Chevrolet is also part of Rev Up Blaine. It will sell its Volt at cost during those three months, eschewing the customary 7-8 percent markup. These discounts, along with a $7,500 federal tax credit for EV purchases, mean customers could walk away with a $37,000 car for less than $30,000.

“It’s just a good thing to do,” said John Wright, new vehicle manager for Peterson Chevrolet, Buick and Cadillac in Boise. “It’s a good thing to get electric vehicles on the road.”

Overcoming barriers

For three months at least, cost will be less of an impediment to an electric vehicle purchase in Blaine County. “Range anxiety,” however remains an issue.

Hilary Sinnamon, who lives in the area and works on EV policy on the national level, said she and her husband are excited about the purchasing program. The Sinnamon family hope to purchase a Chevy Bolt, which is fully electric has a longer range than the Leaf. The Bolt is available only in California, Oregon, Washington and a couple states on the east coast now, but Wright said a waiting list has already accumulated in Idaho.

Building up charging infrastructure will occur over time. And it will also take time for folks to become accustomed to a new reality. While most will charge their vehicles at home, and use them to commute to work and back, there will be times when a charge away from home becomes necessary. A typical AC level two slow charge can take four to eight hours and a typical fast charge 30 minutes. It’s different than stopping at the corner gas station and filling the tank.

“It’s certainly not something we’re used to with our conventional infrastructure,” said INL researcher Matthew Shirk, who will advise Rev Up Blaine on charging infrastructure.

That mindset does appear to be changing. Worldwide sales of EVs increased more than 50 percent in the first half of 2016. In the U.S., EV sales went up 59 percent from January 2016 to January 2017. Battery costs over the last decade have decreased 70 percent and the number of public charging stations has jumped from 500 in 2008 to more than 15,000 today.

This effort is now extending to the intermountain west. The U.S. Department of Energy recently awarded a $4 million grant to develop electric highway corridors in Utah, Wyoming and Idaho.

Best said Idaho Power incentivized a charging station installation in Ketchum. And that’s good because a look at those few communities who have implemented EV purchasing programs shows this infrastructure is needed.

For instance, in Colorado, Nissan Leaf sales tripled as a result of a purchasing program based in Boulder. Another, in Fort Collins, saw Nissan run though its supply of 2015 Leafs in seven days. A Salt Lake City program was so successful it was extended for a month.

“I’m really excited to see what comes of it,” Best said. “One good thing about EVs is they bring a lot of diverse interests together to work for a common cause.”

Spreading the word

Talk to people involved in Rev Up Blaine and you hear enthusiasm. That’s what happens when folks have an opportunity to participate in a project they genuinely believe will improve lives and make the world a better place.

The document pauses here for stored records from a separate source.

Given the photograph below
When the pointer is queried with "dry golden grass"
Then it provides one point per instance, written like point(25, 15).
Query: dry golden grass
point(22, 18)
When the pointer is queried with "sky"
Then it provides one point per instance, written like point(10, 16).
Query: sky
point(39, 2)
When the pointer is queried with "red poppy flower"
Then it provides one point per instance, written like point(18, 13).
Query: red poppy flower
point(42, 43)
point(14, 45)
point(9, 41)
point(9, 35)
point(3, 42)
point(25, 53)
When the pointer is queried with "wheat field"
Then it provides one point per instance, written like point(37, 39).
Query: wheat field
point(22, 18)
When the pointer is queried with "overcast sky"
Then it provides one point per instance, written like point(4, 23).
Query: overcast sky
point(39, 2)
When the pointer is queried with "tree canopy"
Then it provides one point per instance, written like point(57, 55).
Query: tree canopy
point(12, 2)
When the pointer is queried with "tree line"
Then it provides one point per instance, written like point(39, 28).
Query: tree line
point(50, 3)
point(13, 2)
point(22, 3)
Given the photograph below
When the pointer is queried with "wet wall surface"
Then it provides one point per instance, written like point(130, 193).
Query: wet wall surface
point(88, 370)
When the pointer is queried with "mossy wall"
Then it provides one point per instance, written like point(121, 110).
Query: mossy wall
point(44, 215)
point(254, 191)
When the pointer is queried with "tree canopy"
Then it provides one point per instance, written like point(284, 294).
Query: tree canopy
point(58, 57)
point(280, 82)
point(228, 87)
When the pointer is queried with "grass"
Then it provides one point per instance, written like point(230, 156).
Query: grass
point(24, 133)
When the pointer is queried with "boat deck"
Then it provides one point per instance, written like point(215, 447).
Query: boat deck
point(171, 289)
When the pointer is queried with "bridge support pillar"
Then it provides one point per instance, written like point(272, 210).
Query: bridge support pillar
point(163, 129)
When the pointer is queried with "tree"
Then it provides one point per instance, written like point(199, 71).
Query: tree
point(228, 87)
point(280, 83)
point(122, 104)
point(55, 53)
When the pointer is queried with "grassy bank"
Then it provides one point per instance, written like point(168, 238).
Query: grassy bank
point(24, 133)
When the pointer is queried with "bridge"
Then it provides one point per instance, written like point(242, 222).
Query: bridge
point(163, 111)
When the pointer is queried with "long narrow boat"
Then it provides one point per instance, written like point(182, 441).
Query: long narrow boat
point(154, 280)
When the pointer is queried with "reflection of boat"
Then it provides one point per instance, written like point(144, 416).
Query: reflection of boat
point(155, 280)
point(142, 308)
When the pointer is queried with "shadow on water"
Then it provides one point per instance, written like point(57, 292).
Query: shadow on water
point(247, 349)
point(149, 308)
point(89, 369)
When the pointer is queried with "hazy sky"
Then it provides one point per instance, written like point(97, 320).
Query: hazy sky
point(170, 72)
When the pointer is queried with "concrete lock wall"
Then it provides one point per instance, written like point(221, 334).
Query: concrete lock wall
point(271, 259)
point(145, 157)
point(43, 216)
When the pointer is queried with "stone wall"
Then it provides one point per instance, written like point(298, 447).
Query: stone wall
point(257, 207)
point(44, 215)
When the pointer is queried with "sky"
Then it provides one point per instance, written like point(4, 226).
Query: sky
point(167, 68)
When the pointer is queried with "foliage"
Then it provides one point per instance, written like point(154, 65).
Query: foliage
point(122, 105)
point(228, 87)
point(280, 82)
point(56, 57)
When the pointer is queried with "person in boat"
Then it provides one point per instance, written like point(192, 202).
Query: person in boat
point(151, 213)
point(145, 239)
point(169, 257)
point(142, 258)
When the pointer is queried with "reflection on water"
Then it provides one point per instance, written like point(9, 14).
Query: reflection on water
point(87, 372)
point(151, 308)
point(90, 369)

Bray said that despite no organized advertising campaign, folks are beginning to hear about the purchasing program and are excited.

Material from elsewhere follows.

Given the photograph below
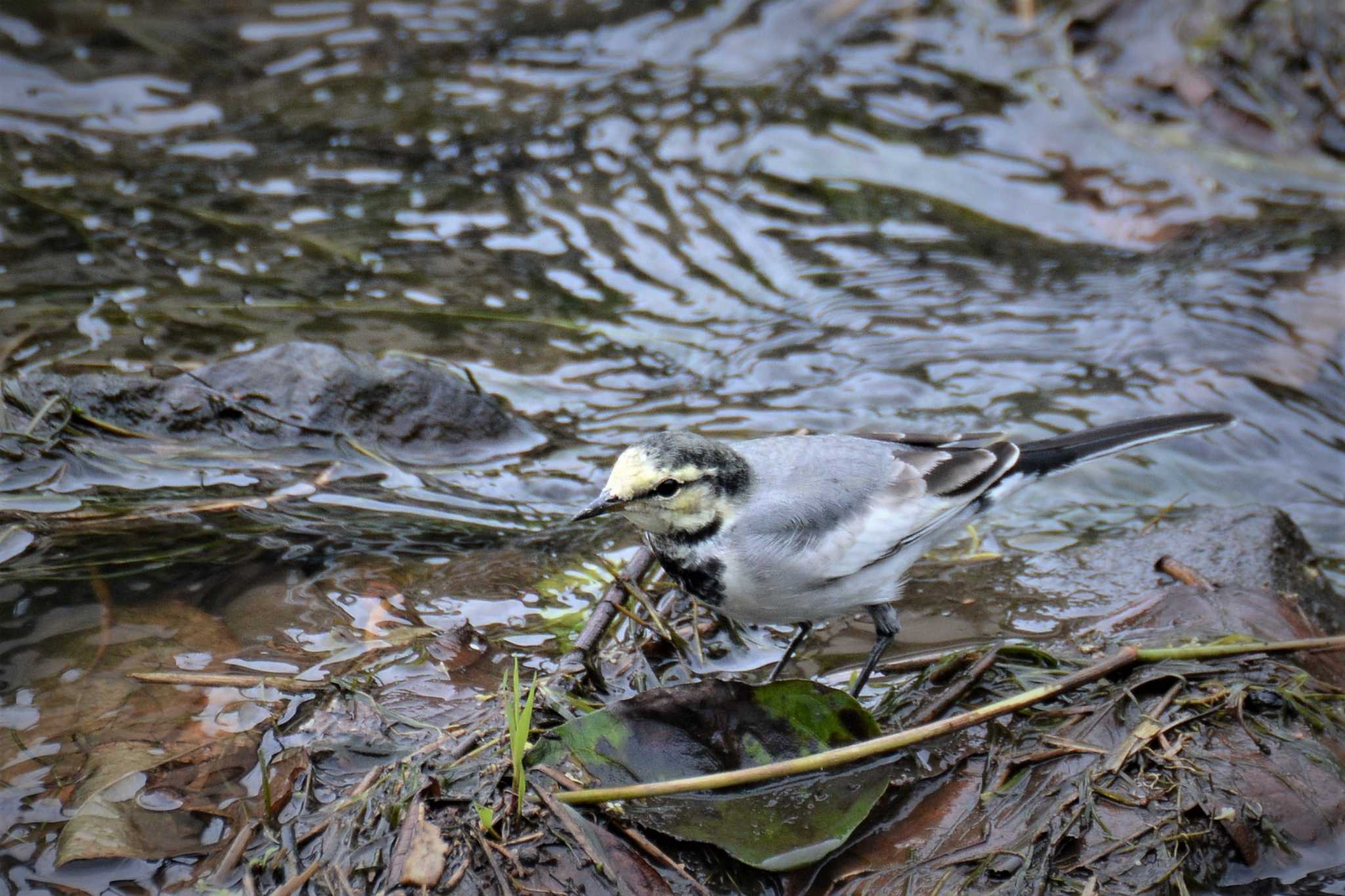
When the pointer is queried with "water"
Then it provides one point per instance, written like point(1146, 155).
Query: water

“People have heard about it, and they are psyched,” Bray said.

That’s why this unusual coalition is putting so much into this effort. If Rev Up Blaine is successful, perhaps somebody in the Treasure Valley, eastern Idaho or Panhandle will take notice. It could be a non-profit such as the Sun Valley Institute for Resilience, a private sector company wanting to do something for its employees, or a branch of local government seeking to improve the community.

There is no single way this has to be done. Programs in other states have been sponsored by a government agency, a nonprofit and a university. All it really takes is a driving force, such as Bray and the Sun Valley Institute for Resilience, as well as partners like INL, Idaho Power, Chevrolet and Nissan, who are eager to help.

“I think it’s such a great blueprint,” Sinnamon said. “When you see a benefit, even in a place as small as the Wood River Valley, you hope you get the snowball effect.”